Zhang Zengqi, Yoshimura Hiroyuki, Acosta-Mena Dionisio, Teixeira Carina, Finan Chris, Lip Gregory Y H, Schmidt A Floriaan, Providencia Rui
Institute of Health Informatics Research, University College London, 222 Euston Road, London NW1 2DA, UK.
Cegedim Rx Ltd, Second Floor, Building 2, Buckshaw Station Approach, Buckshaw Village, Chorley PR7 7NR, UK.
Eur Heart J Digit Health. 2025 Apr 5;6(4):797-810. doi: 10.1093/ehjdh/ztaf032. eCollection 2025 Jul.
Atrial fibrillation (AF) is characterized by heterogeneity in presentation, comorbidity profile and prognosis, with different AF subphenotypes having been previously suggested. Mental health disorders are common in the AF population. The current classification of AF, based on episode duration, fails to capture the complexity of the condition. Machine learning (ML) techniques and utilization of information on mental health disorders might improve identification of different and actionable AF subphenotypes.
We utilized Nationwide UK data from the Clinical Practice Research Datalink (199 308 AF patients; age 75.4 ± 12.6; 49.2% women) and unsupervised ML for clustering (k-means). Twenty-five clinical features were used in the model, including the presence of mental health disorders (anxiety, depression, and psychosis). Outcomes were assessed at 5 years across different clusters. We identified five different clusters of AF patients with specific characteristics and behaviour. Clusters were labelled based on the most prevalent features: (i) elderly and cardiopaths; (ii) young age and mental health disease; (iii) elderly and hypertensive; (iv) middle age and depression; and (v) very elderly.
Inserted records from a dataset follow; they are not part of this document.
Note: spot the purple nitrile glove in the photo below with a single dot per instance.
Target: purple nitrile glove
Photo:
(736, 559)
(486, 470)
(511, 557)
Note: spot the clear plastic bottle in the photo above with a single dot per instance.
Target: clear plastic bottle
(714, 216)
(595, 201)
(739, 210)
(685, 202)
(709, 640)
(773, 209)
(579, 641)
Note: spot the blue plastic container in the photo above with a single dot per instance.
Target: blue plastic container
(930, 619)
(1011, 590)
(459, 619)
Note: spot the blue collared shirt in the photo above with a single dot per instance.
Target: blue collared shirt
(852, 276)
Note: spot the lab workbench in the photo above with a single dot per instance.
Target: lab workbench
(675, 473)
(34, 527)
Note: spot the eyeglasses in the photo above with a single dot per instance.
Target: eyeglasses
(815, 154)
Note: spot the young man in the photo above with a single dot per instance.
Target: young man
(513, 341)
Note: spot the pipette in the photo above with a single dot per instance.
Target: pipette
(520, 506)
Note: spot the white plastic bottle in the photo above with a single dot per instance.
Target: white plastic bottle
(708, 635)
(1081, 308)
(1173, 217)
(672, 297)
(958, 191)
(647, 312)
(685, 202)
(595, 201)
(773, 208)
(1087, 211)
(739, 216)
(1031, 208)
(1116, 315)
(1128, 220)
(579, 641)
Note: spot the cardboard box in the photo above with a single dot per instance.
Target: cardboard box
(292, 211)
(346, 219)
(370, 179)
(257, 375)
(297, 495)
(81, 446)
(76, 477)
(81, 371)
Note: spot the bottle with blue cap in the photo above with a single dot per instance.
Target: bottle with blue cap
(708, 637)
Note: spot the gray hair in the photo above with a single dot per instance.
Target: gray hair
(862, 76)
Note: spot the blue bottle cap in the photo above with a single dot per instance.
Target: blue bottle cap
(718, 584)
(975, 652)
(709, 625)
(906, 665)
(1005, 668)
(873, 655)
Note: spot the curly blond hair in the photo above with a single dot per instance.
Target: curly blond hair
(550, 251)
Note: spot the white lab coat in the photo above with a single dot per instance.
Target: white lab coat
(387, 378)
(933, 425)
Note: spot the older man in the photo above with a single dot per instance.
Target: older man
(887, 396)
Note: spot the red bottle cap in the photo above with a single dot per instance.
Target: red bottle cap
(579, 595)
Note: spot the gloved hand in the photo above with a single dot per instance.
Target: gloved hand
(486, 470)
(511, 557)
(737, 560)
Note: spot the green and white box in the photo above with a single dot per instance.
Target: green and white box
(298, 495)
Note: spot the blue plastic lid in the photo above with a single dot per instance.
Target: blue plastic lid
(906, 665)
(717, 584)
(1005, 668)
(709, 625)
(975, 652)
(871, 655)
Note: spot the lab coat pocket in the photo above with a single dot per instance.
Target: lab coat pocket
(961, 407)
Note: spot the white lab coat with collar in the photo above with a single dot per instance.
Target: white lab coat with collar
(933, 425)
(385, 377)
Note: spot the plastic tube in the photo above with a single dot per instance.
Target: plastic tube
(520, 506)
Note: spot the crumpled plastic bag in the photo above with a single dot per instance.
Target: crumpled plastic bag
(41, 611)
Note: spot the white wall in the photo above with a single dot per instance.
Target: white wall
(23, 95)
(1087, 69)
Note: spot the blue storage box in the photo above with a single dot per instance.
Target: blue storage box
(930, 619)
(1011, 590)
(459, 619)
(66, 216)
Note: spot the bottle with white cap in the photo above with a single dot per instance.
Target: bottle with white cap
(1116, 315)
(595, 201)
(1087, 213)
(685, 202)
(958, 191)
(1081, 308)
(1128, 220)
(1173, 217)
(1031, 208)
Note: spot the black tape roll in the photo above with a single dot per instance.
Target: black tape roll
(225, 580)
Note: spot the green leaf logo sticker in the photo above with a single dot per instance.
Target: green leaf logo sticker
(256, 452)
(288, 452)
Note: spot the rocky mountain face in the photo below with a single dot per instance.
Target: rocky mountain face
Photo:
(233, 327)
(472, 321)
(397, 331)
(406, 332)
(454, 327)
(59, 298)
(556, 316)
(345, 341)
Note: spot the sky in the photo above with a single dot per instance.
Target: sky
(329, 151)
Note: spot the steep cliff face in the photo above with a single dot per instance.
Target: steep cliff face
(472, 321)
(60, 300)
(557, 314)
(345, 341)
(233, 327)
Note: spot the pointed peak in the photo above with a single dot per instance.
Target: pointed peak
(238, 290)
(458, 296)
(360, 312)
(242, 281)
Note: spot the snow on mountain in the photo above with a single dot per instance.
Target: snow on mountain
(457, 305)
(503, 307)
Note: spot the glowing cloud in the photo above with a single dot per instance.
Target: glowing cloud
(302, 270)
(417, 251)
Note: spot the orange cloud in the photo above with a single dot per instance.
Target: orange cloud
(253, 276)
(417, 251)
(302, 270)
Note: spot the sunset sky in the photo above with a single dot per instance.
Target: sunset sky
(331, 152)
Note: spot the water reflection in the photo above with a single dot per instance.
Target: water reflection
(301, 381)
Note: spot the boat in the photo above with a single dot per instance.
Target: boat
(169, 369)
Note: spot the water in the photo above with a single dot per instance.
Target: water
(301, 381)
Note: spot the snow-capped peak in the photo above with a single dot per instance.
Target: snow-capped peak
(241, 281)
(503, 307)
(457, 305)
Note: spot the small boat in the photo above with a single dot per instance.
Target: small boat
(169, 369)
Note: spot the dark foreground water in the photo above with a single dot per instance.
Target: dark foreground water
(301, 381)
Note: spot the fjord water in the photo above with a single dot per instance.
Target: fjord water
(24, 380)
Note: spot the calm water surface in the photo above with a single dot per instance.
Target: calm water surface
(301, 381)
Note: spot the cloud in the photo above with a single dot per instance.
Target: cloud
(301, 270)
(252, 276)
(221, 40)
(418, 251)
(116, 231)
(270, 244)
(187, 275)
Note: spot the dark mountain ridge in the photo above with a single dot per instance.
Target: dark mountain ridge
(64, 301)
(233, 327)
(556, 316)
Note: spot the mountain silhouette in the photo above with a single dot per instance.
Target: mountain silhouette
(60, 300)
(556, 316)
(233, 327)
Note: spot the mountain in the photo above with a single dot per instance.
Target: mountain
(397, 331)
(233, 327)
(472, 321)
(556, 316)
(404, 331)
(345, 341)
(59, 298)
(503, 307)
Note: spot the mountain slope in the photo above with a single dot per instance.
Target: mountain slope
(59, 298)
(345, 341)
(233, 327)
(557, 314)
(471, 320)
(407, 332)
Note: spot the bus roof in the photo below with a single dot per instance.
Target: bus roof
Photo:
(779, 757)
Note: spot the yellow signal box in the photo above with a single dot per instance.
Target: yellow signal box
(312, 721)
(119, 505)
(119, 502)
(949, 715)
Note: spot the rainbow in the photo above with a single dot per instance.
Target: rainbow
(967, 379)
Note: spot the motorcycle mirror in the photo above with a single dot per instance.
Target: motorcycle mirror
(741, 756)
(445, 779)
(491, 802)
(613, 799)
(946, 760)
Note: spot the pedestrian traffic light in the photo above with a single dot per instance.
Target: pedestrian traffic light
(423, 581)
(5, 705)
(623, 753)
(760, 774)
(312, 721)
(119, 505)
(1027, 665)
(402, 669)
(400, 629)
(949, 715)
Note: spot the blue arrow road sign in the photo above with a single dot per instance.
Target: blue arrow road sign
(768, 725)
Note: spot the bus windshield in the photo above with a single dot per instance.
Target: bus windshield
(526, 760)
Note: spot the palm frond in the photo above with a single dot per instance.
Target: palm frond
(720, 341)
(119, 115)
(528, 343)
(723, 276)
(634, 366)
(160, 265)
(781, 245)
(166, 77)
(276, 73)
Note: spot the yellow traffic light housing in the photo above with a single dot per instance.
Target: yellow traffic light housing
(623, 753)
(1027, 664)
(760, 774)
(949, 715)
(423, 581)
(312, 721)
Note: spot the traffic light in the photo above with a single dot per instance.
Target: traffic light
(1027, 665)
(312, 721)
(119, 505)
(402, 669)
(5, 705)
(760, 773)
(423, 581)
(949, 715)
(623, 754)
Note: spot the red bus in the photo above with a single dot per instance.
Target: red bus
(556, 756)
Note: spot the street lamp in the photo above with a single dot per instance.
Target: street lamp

Mental health disorders were present in 18% at baseline. When comparing across the different clusters, significant differences were observed for the rates of the different assessed outcomes: higher mortality, heart failure and dementia in cluster (v), cancer and anxiety or depression in cluster (iii).
Using unsupervised clustering we identified five distinct clinically actionable AF subphenotypes. The differences in outcomes and event rates at 5 years, suggests the possibility of specific tailored therapy and interventions requiring further investigation. Management of mental health should be part of holistic or integrated care management in this population.
心房颤动(AF)在临床表现、合并症情况和预后方面具有异质性,此前已提出不同的AF亚表型。心理健康障碍在AF人群中很常见。目前基于发作持续时间的AF分类未能体现该病症的复杂性。机器学习(ML)技术以及对心理健康障碍信息的利用可能会改善对不同且可采取行动的AF亚表型的识别。
我们使用了来自英国临床实践研究数据链的全国性数据(199308例AF患者;年龄75.4±12.6岁;49.2%为女性),并采用无监督ML进行聚类(k均值法)。模型中使用了25种临床特征,包括心理健康障碍(焦虑、抑郁和精神病)的存在情况。在5年时间里对不同聚类的结果进行了评估。我们识别出了具有特定特征和行为的五组不同的AF患者聚类。根据最普遍的特征对聚类进行了标记:(i)老年心脏病患者;(ii)年轻且患有心理健康疾病者;(iii)老年高血压患者;(iv)中年抑郁症患者;以及(v)高龄患者。基线时18%的患者存在心理健康障碍。在比较不同聚类时,观察到不同评估结果的发生率存在显著差异:聚类(v)的死亡率、心力衰竭和痴呆率较高,聚类(iii)的癌症、焦虑或抑郁率较高。
通过无监督聚类,我们识别出了五种不同的、具有临床可操作性的AF亚表型。5年时结果和事件发生率的差异表明,可能需要进一步研究特定的针对性治疗和干预措施。心理健康管理应成为该人群整体或综合护理管理的一部分。